Decision drivers: Vector count (millions vs billions), existing infrastructure (already running PostgreSQL?), query latency requirements, hybrid search needs (combining keyword and vector search), and team familiarity with the technology.

ADR: Single-Provider vs Multi-Provider AI Strategy¶

Context: The organization must decide whether to standardize on one AI provider or use multiple providers for different capabilities.

Options: - Single provider: Standardize on one platform (e.g., all on Bedrock, all on Azure OpenAI). Simplified operations, consolidated billing, consistent API patterns. Vendor lock-in, limited model selection, single point of failure for all AI capabilities. - Multi-provider with abstraction layer: Use multiple providers behind an AI gateway or abstraction layer. Access to best-of-breed models, provider failover, competitive pricing leverage. Higher operational complexity, prompt compatibility challenges across models, abstraction layer maintenance. - Multi-provider without abstraction: Use each provider's native SDK directly. Lowest initial setup, full access to provider-specific features. Tightly coupled application code, difficult to switch providers, no centralized monitoring or cost tracking.

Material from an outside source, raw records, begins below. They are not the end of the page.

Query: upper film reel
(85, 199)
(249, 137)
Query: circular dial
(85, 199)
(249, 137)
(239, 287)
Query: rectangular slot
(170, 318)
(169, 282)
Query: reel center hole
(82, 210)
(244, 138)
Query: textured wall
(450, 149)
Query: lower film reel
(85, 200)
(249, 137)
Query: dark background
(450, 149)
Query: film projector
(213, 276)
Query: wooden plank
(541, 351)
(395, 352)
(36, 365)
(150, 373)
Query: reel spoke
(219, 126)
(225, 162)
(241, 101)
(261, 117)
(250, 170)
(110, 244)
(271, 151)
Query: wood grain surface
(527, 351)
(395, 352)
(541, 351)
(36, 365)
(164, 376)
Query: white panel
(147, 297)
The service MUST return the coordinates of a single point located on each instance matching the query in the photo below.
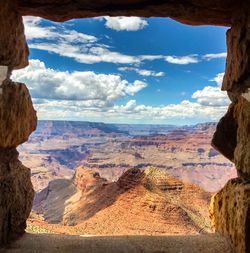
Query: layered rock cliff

Decision drivers: Model quality requirements (some models are only available on specific platforms), risk tolerance for vendor lock-in, operational complexity budget, and whether the organization has a broader cloud provider standardization strategy.

ADR: AI Gateway / Proxy Layer¶

Context: The organization uses AI services across multiple applications and needs centralized management of API access, cost tracking, and observability.

Options: - No gateway (direct API calls): Each application manages its own API keys, rate limiting, and error handling. Simplest initial setup, no additional infrastructure. Decentralized cost tracking, duplicated retry/fallback logic, no centralized observability. - Open-source gateway (LiteLLM, Portkey, custom): Deploy a proxy layer that normalizes API calls across providers. Centralized key management, unified logging, model routing. Requires infrastructure to host and operate, community support varies, may lag behind provider API changes. - Commercial AI gateway: Use a managed gateway service with built-in analytics, cost management, and compliance features. Richest feature set, vendor support. Additional cost, potential latency overhead, dependency on gateway provider availability.

Decision drivers: Number of AI-consuming applications, number of AI providers in use, cost visibility requirements, compliance and audit logging needs, and team capacity to operate additional infrastructure.